Multiply by small int (for the field), where the "small" I care about is 21 (3*b, while users of Jacobian coordinates care about 2, 3, 4, 8).
On the scalar side, a formally verified split for GLV decomposition would be nice.
While addchain exists and produces an adqeuate high-assurance routine, a field-element sqrt operation also would be nice.

All in all, with the combination of fiat, the complete formulas for add/double, and addchain, the implementation basically wrote itself.

Answer 6 · 2023-06-09T10:21:56.000Z

Thank you for the report!

I have been explained the strategy behind constant-time select on top of Jacobian formulas and proving the functional correctness of that should be feasible with the tooling as it stands now.
Yeah, I believe the Bernstein-Yang inversion code would be sensitive to compiler details.
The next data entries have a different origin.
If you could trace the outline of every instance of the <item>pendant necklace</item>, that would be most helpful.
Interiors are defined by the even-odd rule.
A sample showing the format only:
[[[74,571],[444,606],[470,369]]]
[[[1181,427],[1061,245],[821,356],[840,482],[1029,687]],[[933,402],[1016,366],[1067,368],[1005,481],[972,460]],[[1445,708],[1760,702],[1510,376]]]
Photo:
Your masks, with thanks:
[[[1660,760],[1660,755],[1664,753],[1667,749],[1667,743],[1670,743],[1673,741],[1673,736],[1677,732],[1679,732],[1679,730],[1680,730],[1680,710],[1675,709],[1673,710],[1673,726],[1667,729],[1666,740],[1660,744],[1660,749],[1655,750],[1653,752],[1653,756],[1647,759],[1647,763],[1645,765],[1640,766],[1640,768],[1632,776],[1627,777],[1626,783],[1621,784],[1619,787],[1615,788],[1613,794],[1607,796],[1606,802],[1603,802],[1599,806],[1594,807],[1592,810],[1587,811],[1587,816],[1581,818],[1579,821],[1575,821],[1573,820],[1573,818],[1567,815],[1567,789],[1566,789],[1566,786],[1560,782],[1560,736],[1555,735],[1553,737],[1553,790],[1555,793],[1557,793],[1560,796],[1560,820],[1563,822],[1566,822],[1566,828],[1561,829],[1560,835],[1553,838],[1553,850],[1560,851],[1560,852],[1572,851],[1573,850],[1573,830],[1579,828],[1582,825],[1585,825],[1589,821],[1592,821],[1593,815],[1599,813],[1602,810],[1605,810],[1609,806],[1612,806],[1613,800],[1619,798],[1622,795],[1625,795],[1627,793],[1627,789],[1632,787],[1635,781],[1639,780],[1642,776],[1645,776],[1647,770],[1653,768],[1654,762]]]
I'm not sure there's much we can do about it, and I don't consider investigating it a priority right now.
I think mul-by-small is straightforward enough that I'll try to check it off when I look at this code again (which might be August).
I don't understand GLV decomposition well enough to say how hard it would be.
Thank you for the pointer to addchain, we may use it!

Answer 7 · 2023-06-09T12:10:14.000Z

Quick notes:

Inversion is too slow now because our faster jumpdivstep-based algorithm is not in the repository yet. One can get a sense of the performance speedup in Table 3 of https://eprint.iacr.org/2021/549.pdf (spoiler: more than 10x difference)
One can use addchain to compute an addition chain for square root too when p = 3 mod 4 for sparse p, since it consists of an exponentiation by (p+1)/4.
A starting point for GLV verification is https://pastel.archives-ouvertes.fr/tel-01563979/document

Answer 8 · 2023-06-09T12:23:04.000Z

Quick notes:

Inversion is too slow now because our faster jumpdivstep-based algorithm is not in the repository yet. One can get a sense of the performance speedup in Table 3 of https://eprint.iacr.org/2021/549.pdf (spoiler: more than 10x difference)

Ah ok. I'll be waiting for that then, thanks!

One can use addchain to compute an addition chain for square root too when p = 3 mod 4 for sparse p, since it consists of an exponentiation by (p+1)/4.

Yep. That's what I ended up doing (https://github.com/Yawning/secp256k1-voi/blob/moon/internal/field/field_sqrt.go).

I'm not sure how much more effort I'll put into optimizing my current library, since it's performance competitive with other implementations.